Молчал и капитан-исправник. В тишине слышалось, как тяжело, с глухим сипеньем он дышит.

— А хорошо они плавают? — вдруг спросил капитан-исправник. — Я слышал, что у них большие способности к пребыванию в воде и нырянию. В реке Мокше у нас — обильные подводные завалы мореного дуба. А черный речной дуб незаменим для всякого рода поделок. Подумайте, сколько выгод принесла бы фабрикация дубовой казенной мебели для мест присутственных! Какая польза империи! Возьмите перышко в руки, прикиньте, я вам говорить буду…

— Я вам, господин капитан-исправник, и так верю…

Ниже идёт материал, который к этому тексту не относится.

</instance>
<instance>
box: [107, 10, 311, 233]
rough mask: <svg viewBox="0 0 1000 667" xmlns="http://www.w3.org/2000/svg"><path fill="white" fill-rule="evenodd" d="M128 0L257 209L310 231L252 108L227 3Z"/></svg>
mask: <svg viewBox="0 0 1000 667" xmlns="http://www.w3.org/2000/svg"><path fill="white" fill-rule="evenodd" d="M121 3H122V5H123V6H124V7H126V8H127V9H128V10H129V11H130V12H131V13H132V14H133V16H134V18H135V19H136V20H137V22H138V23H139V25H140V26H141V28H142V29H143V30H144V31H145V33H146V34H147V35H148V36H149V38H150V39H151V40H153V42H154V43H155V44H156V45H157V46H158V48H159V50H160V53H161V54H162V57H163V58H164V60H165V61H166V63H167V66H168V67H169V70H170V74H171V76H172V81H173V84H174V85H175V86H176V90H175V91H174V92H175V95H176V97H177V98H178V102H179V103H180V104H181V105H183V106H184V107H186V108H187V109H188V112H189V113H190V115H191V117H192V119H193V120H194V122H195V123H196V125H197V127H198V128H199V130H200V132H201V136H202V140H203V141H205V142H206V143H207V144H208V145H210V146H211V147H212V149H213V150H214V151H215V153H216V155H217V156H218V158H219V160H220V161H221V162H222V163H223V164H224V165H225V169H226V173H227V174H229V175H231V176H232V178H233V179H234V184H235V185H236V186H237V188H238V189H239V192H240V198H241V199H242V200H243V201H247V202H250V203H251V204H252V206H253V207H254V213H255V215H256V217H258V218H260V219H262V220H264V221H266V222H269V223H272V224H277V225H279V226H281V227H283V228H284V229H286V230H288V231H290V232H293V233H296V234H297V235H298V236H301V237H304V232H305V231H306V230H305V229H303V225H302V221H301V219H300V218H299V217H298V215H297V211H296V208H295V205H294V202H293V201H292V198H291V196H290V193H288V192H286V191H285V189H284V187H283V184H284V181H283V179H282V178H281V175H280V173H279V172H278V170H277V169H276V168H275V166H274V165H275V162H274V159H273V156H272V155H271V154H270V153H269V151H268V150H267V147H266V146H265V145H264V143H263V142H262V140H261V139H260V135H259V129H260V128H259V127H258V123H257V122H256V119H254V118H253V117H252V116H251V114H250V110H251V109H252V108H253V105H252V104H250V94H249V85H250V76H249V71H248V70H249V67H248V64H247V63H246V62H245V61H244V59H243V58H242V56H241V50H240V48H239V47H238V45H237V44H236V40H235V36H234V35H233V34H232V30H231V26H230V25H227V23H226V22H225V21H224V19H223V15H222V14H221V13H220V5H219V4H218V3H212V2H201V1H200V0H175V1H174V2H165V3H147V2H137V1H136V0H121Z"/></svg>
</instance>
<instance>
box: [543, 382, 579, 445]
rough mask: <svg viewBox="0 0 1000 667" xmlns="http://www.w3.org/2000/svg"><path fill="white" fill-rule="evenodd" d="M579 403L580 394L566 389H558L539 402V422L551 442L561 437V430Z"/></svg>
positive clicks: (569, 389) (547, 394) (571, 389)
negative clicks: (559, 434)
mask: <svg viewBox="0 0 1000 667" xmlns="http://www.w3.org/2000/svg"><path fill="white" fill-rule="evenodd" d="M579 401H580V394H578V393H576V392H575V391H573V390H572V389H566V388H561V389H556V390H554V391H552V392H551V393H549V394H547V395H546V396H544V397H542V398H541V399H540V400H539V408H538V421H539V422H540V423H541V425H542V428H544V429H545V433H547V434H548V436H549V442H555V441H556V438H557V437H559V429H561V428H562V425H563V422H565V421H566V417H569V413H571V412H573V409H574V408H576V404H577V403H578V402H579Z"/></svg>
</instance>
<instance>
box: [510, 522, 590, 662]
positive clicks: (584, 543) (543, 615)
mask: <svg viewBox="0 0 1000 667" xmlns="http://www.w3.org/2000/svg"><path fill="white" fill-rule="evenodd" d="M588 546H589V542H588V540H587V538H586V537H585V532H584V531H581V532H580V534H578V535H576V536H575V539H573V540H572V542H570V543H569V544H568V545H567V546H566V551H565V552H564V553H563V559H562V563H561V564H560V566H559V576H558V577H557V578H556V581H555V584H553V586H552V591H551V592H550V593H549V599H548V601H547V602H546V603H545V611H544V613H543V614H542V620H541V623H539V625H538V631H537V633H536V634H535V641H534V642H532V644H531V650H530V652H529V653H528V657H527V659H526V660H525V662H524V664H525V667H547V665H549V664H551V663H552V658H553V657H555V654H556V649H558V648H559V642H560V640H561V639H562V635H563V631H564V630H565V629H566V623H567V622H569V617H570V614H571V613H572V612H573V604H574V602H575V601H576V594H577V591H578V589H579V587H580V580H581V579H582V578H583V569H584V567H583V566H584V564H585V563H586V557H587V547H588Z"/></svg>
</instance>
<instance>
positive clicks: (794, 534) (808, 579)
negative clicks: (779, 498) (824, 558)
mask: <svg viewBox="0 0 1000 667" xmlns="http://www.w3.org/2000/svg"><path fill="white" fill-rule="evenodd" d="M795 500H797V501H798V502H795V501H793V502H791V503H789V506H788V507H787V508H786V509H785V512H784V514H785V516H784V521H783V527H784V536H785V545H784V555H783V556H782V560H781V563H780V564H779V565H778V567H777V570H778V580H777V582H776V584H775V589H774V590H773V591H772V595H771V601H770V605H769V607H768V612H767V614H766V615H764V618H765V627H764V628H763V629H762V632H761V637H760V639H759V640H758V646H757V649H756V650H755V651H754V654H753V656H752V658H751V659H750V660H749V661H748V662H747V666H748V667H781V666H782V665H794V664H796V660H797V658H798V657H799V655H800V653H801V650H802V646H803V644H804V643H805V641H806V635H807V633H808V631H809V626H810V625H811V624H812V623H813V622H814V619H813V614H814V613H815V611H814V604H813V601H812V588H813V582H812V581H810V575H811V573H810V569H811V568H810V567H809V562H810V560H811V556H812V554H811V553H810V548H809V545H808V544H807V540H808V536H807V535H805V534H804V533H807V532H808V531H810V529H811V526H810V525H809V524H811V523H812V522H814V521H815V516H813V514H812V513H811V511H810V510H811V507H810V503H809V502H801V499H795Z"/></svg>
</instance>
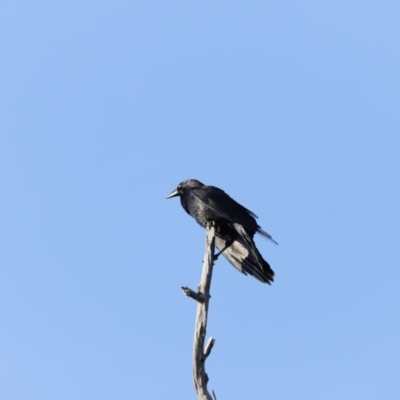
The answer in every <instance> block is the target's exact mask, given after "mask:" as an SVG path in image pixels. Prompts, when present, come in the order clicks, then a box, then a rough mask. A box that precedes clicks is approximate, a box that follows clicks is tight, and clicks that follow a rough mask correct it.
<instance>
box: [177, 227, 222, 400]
mask: <svg viewBox="0 0 400 400" xmlns="http://www.w3.org/2000/svg"><path fill="white" fill-rule="evenodd" d="M214 251H215V227H214V223H210V224H209V225H208V226H207V228H206V252H205V257H204V262H203V271H202V274H201V281H200V284H199V286H198V288H197V292H195V291H194V290H192V289H190V288H188V287H187V286H182V290H183V293H184V294H185V295H186V296H188V297H190V298H192V299H194V300H196V301H197V314H196V323H195V332H194V341H193V379H194V386H195V388H196V392H197V397H198V399H199V400H216V396H215V393H214V391H212V396H211V395H210V393H209V392H208V390H207V382H208V376H207V373H206V370H205V361H206V359H207V357H208V356H209V355H210V353H211V350H212V348H213V346H214V343H215V339H214V338H212V337H210V339H208V341H207V344H206V345H204V341H205V336H206V330H207V317H208V303H209V300H210V297H211V296H210V286H211V278H212V271H213V265H214V261H215V257H214Z"/></svg>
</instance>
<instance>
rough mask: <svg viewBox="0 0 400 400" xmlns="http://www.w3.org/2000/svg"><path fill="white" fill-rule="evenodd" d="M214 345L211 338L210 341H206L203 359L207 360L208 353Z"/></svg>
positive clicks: (214, 339)
mask: <svg viewBox="0 0 400 400" xmlns="http://www.w3.org/2000/svg"><path fill="white" fill-rule="evenodd" d="M214 343H215V339H214V338H213V337H210V339H208V341H207V344H206V347H204V358H207V357H208V356H209V355H210V353H211V350H212V348H213V347H214Z"/></svg>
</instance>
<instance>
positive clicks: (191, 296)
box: [181, 286, 204, 303]
mask: <svg viewBox="0 0 400 400" xmlns="http://www.w3.org/2000/svg"><path fill="white" fill-rule="evenodd" d="M181 289H182V290H183V293H185V296H187V297H190V298H192V299H193V300H196V301H198V302H199V303H203V301H204V297H203V294H202V293H198V292H195V291H194V290H192V289H190V288H188V287H187V286H181Z"/></svg>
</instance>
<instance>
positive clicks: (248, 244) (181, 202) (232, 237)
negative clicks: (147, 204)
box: [167, 179, 277, 284]
mask: <svg viewBox="0 0 400 400" xmlns="http://www.w3.org/2000/svg"><path fill="white" fill-rule="evenodd" d="M175 196H180V198H181V204H182V207H183V208H184V210H185V211H186V212H187V213H188V214H189V215H191V216H192V217H193V218H194V219H195V220H196V221H197V222H198V223H199V224H200V225H201V226H202V227H203V228H206V227H207V223H208V222H210V221H214V224H215V246H216V247H217V248H218V250H219V253H218V254H217V255H216V257H218V256H219V255H220V254H221V253H222V254H223V255H224V256H225V258H226V259H227V260H228V261H229V262H230V263H231V264H232V265H233V266H234V267H235V268H236V269H237V270H239V271H240V272H242V273H243V274H245V275H247V274H250V275H252V276H254V277H255V278H257V279H258V280H259V281H261V282H264V283H268V284H271V282H273V280H274V271H272V269H271V267H270V265H269V264H268V263H267V262H266V261H265V260H264V259H263V258H262V256H261V254H260V252H259V251H258V250H257V248H256V245H255V243H254V240H253V237H254V235H255V234H256V233H259V234H260V235H261V236H263V237H265V238H267V239H269V240H270V241H272V242H273V243H275V244H277V243H276V242H275V240H274V239H272V236H271V235H269V234H268V233H267V232H265V231H263V230H262V229H261V227H260V226H259V225H258V224H257V222H256V218H257V216H256V215H255V214H254V213H252V212H251V211H250V210H248V209H247V208H245V207H243V206H242V205H241V204H239V203H237V202H236V201H235V200H233V199H232V198H231V197H230V196H229V195H227V194H226V193H225V192H224V191H223V190H221V189H219V188H217V187H215V186H206V185H204V184H203V183H201V182H199V181H198V180H196V179H189V180H186V181H183V182H181V183H180V184H179V185H178V187H177V188H176V189H175V190H174V191H173V192H171V193H170V194H169V195H168V196H167V199H169V198H171V197H175Z"/></svg>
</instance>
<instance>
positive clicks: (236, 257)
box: [215, 236, 275, 285]
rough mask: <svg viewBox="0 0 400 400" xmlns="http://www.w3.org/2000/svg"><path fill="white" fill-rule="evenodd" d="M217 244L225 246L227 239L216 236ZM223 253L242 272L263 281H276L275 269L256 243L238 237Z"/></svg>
mask: <svg viewBox="0 0 400 400" xmlns="http://www.w3.org/2000/svg"><path fill="white" fill-rule="evenodd" d="M215 245H216V247H217V248H218V249H220V250H221V249H224V248H225V240H224V239H223V238H220V237H218V236H216V237H215ZM222 254H223V255H224V257H225V258H226V259H227V260H228V261H229V262H230V263H231V264H232V265H233V266H234V267H235V268H236V269H237V270H238V271H240V272H242V273H243V274H245V275H247V274H249V275H252V276H254V277H255V278H256V279H258V280H259V281H261V282H263V283H268V284H269V285H270V284H271V282H273V281H274V275H275V274H274V271H272V269H271V267H270V265H269V264H268V263H267V261H265V260H264V259H263V257H262V255H261V254H260V252H259V251H258V250H257V248H256V247H255V245H254V243H248V241H247V240H245V239H243V238H242V237H239V238H237V239H236V240H235V241H234V242H233V243H232V244H231V245H230V246H229V247H227V248H226V249H225V250H224V251H223V252H222Z"/></svg>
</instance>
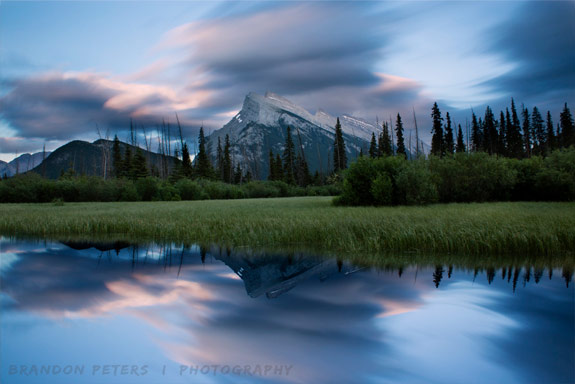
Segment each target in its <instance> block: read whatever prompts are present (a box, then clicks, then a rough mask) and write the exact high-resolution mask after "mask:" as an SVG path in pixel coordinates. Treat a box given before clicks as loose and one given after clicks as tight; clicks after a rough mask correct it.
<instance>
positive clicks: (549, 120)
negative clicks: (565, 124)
mask: <svg viewBox="0 0 575 384" xmlns="http://www.w3.org/2000/svg"><path fill="white" fill-rule="evenodd" d="M546 143H547V145H546V148H545V152H546V153H547V154H549V153H550V152H551V151H553V150H554V149H555V148H557V138H556V137H555V133H554V132H553V119H552V118H551V112H550V111H547V140H546Z"/></svg>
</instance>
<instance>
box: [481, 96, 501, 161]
mask: <svg viewBox="0 0 575 384" xmlns="http://www.w3.org/2000/svg"><path fill="white" fill-rule="evenodd" d="M484 118H485V120H484V122H483V149H484V151H486V152H487V153H489V154H490V155H493V154H496V153H497V144H498V143H497V125H496V122H495V115H494V114H493V111H492V110H491V108H490V107H489V106H487V108H486V109H485V116H484Z"/></svg>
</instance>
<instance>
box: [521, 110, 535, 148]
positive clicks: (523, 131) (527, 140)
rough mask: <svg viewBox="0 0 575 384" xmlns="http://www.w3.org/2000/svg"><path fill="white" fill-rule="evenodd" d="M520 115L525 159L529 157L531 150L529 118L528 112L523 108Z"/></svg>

— Мечтаю давно об учреждении подобного рода художеств… Сами посудите. Убелен сединами в службе отечеству, в деле под Шенграбеном получил жестокую контузию, годы уходят. Пенсион нашему брату не так велик. А дуба в Мокше хоть отбавляй. Но как его оттуда добывать? Мордва ловит дуб баграми, веревкой и петлей, по все это — не дело. Может, земноводные американские дикари пригодны были бы и для этой цели? Определить их на Мокшу, перевести в крепостное состояние или лучше устроить в поселение по образцу военного. Тогда и дубообрабатывающую мануфактуру учредить можно… Какая польза отечеству!.. Что же? Или вы не хотите помочь тому, чтобы науки и художества расцвели в нашей губернии? — спросил уже недовольным тоном капитан-исправник, переставив саблю.

— Собственно говоря, я очень занят, — объяснил спокойно Загоскин, — и надеюсь, что вы меня за это извините. Хотелось бы знать с большей точностью — каким прямым делом мог бы я вам служить?

— Слуга отечества открывает вам душу, — воскликнул полицейский чин, ударив себя по широкой груди так, что зазвенели все медали, — а вы не изволите слушать! Конечно, различные соблазнительные слова, направленные против устоев, вы слушали бы с большим вниманием. Потрудитесь изъяснить — выбрали ли вы надлежащий вид на возможную отлучку из губернского города, как полагается лицу, в службе не состоящему? Какие средства имеете к пропитанию?

— Господин капитан-исправник должен бы знать, что эта комната не съезжая изба, а мой — пусть временный — кров. Если полиции требуются какие данные обо мне, — пусть она меня пригласит, и я приду и все изъясню. Вид мой в полицию явлен. Поэтому и прошу оставить подобный тон в обращении со мной.

— А это — как еще сказать! — угрожающе просипел капитан-исправник.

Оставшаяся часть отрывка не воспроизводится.